A $1.2\%$ solution (w/v) of NaCl is isotonic with $7.2\%$ solution (w/v) of glucose. Calculate the degree of ionization and Van't Hoff factor of NaCl.

Answer 1

To answer this question you should recall the concept of osmotic pressure. Osmotic pressure is a colligative property which depends upon the number of moles of solute present in the solution. We shall equate both the values of osmotic pressures of the solvents to calculate the Van’t Hoff factor and then use it to calculate the degree of ionization .
The formula used:
$\Pi = iCRT$
where $\Pi$= Osmotic pressure, $i$= Van’t Hoff Factor, $C$= concentration, $R$=Universal gas constant and $T$=Temperature

Complete step by step answer:
The molar masses of $NaCl$ and glucose are $58.5\;{\text{g/mol}}$ and $180\;{\text{g/mol}}$ respectively. The expression for the osmotic pressure is as follows:
$\Pi = iCRT$
Since two solutions are isotonic, they have equal osmotic pressure.
${\Pi _{\left( {{\text{NaCl}}} \right)}} = {\Pi _{\left( {{\text{glucose}}} \right)}}$.
This means that:
${i_{\left( {{\text{NaCl}}} \right)}}{C_{\left( {{\text{NaCl}}} \right)}}{\text{ = }}{i_{\left( {{\text{glucose}}} \right)}}{C_{\left( {{\text{glucose}}} \right)}}$
Substituting the appropriate values
$\Rightarrow i\left( {NaCl} \right) \times \dfrac{{1.2}}{{58.5}}{\text{ }} = 1 \times \dfrac{{7.2}}{{180}}$
After solving we get $i\left( {NaCl} \right) = 1.95$.
Let $\alpha$ be the degree of ionization of $NaCl.$
$\therefore \alpha = \dfrac{{i - 1}}{{n\prime - 1}}{\text{ }} = \dfrac{{1.95 - 1}}{{2 - 1}}{\text{ }} = 0.95$.
Here, $n\prime \;$ represents the total number of ions produced by dissociation of one molecule of $NaCl$.

Note:
You should know the difference between Association and Dissociation.
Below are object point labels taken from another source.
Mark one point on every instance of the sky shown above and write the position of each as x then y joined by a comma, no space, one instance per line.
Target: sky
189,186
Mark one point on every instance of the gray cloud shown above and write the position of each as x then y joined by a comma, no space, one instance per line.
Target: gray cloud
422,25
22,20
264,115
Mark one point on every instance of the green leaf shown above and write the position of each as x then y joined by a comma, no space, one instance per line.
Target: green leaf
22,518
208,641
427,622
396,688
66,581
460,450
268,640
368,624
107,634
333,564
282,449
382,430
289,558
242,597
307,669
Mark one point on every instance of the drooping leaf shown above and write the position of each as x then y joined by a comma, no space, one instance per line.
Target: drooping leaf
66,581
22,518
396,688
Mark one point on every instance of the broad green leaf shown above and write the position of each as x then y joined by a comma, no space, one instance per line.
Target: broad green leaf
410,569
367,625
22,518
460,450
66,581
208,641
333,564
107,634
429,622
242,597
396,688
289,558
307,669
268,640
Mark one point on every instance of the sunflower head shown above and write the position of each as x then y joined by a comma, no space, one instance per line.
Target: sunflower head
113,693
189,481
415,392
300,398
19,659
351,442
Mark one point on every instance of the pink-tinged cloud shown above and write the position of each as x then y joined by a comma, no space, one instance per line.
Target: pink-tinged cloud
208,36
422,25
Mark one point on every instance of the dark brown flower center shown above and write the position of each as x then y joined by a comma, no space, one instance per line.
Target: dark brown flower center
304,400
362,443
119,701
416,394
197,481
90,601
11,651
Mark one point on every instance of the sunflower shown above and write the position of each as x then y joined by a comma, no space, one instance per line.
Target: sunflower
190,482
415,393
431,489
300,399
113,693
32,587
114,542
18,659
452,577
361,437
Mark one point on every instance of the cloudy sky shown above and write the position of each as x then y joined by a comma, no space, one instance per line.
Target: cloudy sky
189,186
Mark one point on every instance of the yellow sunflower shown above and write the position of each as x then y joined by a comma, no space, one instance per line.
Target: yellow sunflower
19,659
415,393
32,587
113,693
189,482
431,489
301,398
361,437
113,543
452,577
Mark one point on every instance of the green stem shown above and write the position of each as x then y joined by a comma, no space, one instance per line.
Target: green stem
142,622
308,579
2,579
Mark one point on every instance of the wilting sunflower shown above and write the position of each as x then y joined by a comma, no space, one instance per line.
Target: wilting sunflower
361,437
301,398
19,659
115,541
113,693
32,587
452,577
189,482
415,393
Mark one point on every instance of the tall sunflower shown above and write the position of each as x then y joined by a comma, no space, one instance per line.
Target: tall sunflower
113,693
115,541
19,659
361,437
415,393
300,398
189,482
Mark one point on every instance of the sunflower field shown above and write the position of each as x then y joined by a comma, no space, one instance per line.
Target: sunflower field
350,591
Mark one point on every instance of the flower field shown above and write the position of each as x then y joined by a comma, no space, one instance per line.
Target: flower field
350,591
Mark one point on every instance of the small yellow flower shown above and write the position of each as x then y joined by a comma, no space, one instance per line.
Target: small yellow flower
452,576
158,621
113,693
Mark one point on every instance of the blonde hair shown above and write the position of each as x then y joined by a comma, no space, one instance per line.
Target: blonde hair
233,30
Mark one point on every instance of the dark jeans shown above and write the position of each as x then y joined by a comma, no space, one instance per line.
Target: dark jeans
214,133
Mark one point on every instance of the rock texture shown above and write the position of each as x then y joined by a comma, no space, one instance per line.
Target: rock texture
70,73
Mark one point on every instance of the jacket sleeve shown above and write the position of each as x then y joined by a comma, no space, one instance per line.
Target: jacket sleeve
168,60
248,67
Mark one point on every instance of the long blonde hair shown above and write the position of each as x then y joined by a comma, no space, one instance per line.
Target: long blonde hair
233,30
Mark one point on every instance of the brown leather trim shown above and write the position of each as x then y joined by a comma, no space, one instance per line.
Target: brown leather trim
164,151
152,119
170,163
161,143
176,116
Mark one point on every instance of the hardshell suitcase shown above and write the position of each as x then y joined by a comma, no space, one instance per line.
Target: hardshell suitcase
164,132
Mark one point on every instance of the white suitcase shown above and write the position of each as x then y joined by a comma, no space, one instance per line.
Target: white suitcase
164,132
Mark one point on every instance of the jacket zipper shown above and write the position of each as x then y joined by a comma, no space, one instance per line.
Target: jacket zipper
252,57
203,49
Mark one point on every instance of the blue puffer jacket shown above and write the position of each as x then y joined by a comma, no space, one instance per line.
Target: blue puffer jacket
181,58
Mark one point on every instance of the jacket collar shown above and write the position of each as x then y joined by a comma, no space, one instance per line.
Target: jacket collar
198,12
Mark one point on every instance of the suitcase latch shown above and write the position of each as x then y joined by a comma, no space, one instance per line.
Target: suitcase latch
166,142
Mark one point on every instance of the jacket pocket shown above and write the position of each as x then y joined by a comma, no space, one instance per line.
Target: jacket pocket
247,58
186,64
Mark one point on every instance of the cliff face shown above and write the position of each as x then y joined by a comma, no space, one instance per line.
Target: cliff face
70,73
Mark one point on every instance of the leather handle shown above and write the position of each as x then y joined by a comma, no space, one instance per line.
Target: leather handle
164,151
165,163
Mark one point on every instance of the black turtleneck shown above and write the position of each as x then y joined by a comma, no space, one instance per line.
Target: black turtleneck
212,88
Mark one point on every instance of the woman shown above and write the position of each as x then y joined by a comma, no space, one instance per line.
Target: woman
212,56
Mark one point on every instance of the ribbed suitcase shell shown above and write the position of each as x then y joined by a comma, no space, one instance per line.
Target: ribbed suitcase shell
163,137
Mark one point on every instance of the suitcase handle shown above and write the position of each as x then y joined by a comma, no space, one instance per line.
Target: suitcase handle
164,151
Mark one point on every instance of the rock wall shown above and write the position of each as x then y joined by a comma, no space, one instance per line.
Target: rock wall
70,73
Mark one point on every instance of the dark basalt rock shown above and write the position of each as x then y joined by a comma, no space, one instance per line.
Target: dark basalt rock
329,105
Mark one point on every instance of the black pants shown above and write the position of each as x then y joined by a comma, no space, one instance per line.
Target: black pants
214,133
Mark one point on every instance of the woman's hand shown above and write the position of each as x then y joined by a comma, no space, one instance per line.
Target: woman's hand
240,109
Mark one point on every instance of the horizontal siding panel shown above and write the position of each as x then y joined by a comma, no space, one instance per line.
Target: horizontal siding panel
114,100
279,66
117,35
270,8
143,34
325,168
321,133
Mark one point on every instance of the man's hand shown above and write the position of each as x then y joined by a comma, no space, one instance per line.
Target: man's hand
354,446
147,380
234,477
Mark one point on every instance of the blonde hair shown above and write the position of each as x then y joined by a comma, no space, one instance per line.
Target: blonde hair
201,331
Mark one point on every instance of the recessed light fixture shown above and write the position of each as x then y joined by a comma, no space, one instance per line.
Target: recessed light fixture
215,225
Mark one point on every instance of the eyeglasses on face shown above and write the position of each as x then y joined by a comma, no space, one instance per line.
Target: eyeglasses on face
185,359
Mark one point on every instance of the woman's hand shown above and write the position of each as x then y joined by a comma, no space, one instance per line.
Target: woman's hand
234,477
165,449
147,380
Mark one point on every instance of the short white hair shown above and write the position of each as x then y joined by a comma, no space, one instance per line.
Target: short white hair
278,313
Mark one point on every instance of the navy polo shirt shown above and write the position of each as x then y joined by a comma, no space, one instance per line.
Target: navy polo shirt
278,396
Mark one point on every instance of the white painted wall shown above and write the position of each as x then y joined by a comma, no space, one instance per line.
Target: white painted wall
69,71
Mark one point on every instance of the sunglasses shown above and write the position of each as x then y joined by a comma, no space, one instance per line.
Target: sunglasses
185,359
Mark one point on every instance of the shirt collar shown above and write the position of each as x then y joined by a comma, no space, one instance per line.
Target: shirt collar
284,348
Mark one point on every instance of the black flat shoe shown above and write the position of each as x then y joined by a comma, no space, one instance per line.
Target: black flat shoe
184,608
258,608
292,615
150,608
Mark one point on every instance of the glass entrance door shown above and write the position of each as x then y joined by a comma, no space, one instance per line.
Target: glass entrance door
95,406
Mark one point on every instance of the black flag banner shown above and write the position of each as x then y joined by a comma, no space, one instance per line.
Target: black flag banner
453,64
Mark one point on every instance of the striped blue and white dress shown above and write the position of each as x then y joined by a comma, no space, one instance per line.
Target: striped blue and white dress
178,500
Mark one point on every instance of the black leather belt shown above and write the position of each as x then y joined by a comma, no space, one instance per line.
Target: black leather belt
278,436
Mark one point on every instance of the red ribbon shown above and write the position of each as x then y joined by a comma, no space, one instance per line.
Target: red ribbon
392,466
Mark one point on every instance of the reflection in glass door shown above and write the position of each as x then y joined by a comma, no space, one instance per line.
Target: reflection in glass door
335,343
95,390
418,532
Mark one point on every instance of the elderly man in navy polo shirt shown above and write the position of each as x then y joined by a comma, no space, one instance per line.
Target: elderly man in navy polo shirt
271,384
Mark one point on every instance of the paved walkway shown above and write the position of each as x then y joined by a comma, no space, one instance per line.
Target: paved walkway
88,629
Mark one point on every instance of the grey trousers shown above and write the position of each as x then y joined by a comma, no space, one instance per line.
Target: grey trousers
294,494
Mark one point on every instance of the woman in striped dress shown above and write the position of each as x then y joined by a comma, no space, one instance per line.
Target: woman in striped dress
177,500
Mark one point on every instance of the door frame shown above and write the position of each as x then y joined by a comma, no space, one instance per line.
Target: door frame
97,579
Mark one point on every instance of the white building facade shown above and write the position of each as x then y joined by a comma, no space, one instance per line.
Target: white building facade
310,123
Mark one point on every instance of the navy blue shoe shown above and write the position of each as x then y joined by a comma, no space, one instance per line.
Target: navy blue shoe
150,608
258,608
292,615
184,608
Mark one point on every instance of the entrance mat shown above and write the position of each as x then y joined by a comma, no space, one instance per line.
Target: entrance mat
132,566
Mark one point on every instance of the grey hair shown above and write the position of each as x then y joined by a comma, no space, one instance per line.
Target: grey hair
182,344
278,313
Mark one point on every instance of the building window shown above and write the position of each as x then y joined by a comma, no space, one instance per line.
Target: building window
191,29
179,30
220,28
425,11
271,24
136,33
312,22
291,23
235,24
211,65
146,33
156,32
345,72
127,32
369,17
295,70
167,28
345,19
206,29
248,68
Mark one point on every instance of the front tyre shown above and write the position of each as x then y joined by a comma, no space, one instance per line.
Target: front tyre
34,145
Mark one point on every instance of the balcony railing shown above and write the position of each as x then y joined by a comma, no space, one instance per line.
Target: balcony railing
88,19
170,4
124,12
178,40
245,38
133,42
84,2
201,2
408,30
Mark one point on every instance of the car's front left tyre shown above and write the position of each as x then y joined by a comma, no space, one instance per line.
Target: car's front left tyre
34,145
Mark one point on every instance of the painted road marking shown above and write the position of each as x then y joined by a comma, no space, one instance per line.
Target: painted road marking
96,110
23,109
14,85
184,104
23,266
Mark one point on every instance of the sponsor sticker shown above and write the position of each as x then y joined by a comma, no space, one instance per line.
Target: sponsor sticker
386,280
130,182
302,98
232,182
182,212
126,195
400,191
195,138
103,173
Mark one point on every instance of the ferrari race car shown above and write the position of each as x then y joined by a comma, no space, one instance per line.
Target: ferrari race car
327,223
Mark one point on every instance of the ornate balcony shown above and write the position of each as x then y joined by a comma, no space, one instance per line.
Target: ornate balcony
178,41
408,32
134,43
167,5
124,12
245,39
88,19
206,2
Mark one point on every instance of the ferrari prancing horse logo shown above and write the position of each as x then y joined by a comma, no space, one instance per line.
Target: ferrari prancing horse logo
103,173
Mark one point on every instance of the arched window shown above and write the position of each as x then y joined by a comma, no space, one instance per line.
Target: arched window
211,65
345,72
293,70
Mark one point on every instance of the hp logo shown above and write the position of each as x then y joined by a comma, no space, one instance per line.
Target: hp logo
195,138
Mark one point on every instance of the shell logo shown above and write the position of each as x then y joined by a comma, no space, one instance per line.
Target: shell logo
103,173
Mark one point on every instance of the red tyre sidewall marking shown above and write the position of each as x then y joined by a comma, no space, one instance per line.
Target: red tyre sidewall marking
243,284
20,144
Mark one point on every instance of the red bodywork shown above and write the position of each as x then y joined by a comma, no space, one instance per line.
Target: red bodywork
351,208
The Van’t Hoff factor which is an important aspect of colligative properties is defined as the ratio of the concentration of particles formed when a substance is dissolved to the concentration of the substance by mass. In the case of non-electrolytic substances which do not dissociate in water, the value of $i$ is generally 1. But in the case of ionic substances, due to dissociation, the value of $i$ is equal to the total number of ions present in one formula unit of the substance.